- By Alexandra Bassingham and Ali Vowles
- bbc news
Three friends are preparing to ride the entire route of the 2023 Tour de France to raise money for charity.
Ben Cannell, 34, Sean Belgium, 32, and Rory Mansfield, 35, from Bristol, will start biking on July 11, aiming to arrive in Paris on August 2.
They hope to match the time frame achieved by professional cyclists in the famous road race, which begins 10 days earlier on July 1.
They are supporting PROPS, which helps adults with learning disabilities.
Mr Cannell said his training will build strength and stamina, but it will also be about “getting your body used to being stuck in that position on the bike.”
“You have to do as much (prep) as you can.
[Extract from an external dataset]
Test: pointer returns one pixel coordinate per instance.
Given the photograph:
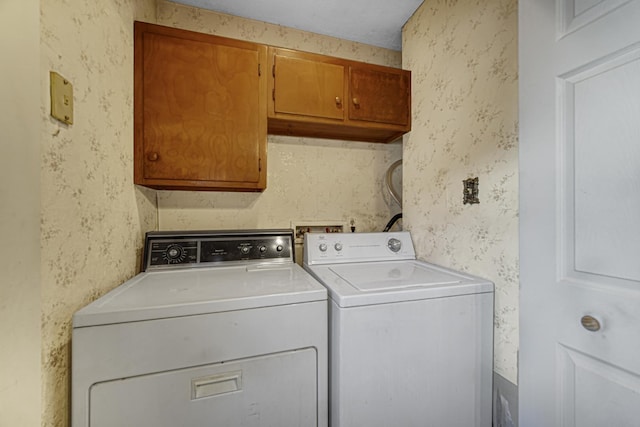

But we love it so it’s okay,” he said.
He said they are riding “as much as possible, whether it’s commuting or evening or weekend rides” in addition to their day jobs.
Mansfield calls the tour “the most challenging cycling event that happens every year.”
“This year the pro race is 3,404 km (2,115 miles) and there is 55,000 meters of vertical elevation (180,446 feet) on the route,” he said.
Unlike the official race, in which the riders are driven to the next stage of the race every day, the trio is completing the challenge without support, so they will also have to ride their bikes between stages.
It means they will be riding 200 km (124 miles) each day with nearly 3,000 m (9,842 ft) of climbing.
Konna Beeson of PROPS said it was “incredible” to have their support.
“We hope to build a much bigger cafe on Fishponds Road this year, which is where all the donations the boys are raising will go,” he said.
The men begin their journey on July 9 when they travel to Bilbao, Spain.